Così un gruppo di giovani volontari sta rivoluzionando il modo di fare le guide

Da diversi anni la città di Napoli sta vivendo un vero e proprio boom turistico. Secondo i dati emersi da una ricerca del Centro Studi Turistici di Firenze e Confesercenti, infatti, la città partenopea ha avuto un incremento del numero di turisti pari a circa il 90% negli ultimi 10 anni.

La maggior parte dei turisti sono ovviamente attratti non solo dalle meraviglie paesaggistiche, ma anche e soprattutto dall’immenso patrimonio culturale della città e, in particolar modo il mese di maggio, con l’iniziativa “maggio monumenti”, questa è riempita da persone provenienti da ogni parte del mondo, desiderose di ammirare e restare stupiti dalla magnificenza e dalle bellezze del capoluogo campano.

In questo contesto singolare è la storia di un gruppo di volontari che, ormai da più di 10 anni, opera nel settore, svolgendo l’attività di guide volontarie nella piazza e nella chiesa del Gesù Nuovo.

Il gruppo Pietre Vive, offre infatti, una volta al mese delle guide completamente gratuite a tutti coloro, turisti e non, che lo desiderino, iniziativa che, in vista del grande afflusso turistico nel mese di maggio, si ripeterà settimanalmente (il sabato NDR). L’attività si particolarizza perché la guida non si limita a raccontare solo la storia che c’è dietro le opere, ma spiega anche i significati metaforici e religiosi che si nascondono al loro interno.

“Tutte le opere di arte sacra presentano una doppia chiave di lettura, sia artistica, ma soprattutto metaforica e spirituale” ci racconta Caterina, studentessa d’architettura e coordinatrice del gruppo.

Proprio sul gruppo e sul suo scopo, la stessa ci dice: “Pietre vive è un gruppo di giovani dai 18 ai 35 anni, animati dal desiderio di trasmettere la bellezza della fede attraverso l’arte.
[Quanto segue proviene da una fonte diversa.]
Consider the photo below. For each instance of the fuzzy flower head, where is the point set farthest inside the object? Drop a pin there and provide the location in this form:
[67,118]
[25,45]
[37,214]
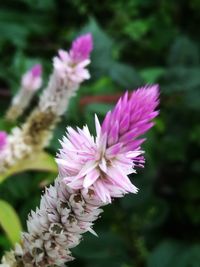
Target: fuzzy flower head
[32,80]
[3,140]
[71,66]
[101,165]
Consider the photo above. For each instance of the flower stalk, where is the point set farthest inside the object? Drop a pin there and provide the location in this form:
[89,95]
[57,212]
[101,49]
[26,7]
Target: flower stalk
[92,173]
[69,71]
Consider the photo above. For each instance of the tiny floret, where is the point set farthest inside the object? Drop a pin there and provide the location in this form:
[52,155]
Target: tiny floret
[81,48]
[3,140]
[71,66]
[32,79]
Non c’è bisogno di titoli di studio per partecipare, veniamo infatti da formazioni di diverso tipo, sentiamo però tutti di aver ricevuto un dono attraverso queste opere d’arte e quindi riesce facile e diventa poi inevitabile voler portare questo dono ad altri”.

Promotore per la città di Napoli è padre Ugo Bianchi, mentre l’ideatore del progetto è padre Jean Paul Hernandez, che lo fece partire dapprima nella città di Bologna e poi è stato artefice della sua diffusione a macchia d’olio, prima in Italia, poi in Europa ed ora anche in molti paesi oltreoceano, quali USA e Uruguay.

È lo stesso Jean Paul che, a una domanda sull’attività svolta da pietre vive, ci dice: “la cosa che ci caratterizza di più è l’esperienza che il gruppo sa offrire al turista; c’è l’esperienza di essere accolti, di non incontrare solo degli edifici, delle pietre morte, ma di fare un’esperienza interculturale, intergenerazionale, interreligiosa, che fa capire la bellezza della relazione nella diversità, visto che capita di sovente che chi chieda una guida sia una persona di fede non cristiana. Tutto ciò per i turisti che vengono ed incontrano un volto umano, e non solo delle macchine da soldi, è davvero molto importante, ed è la cosa che colpisce di più.”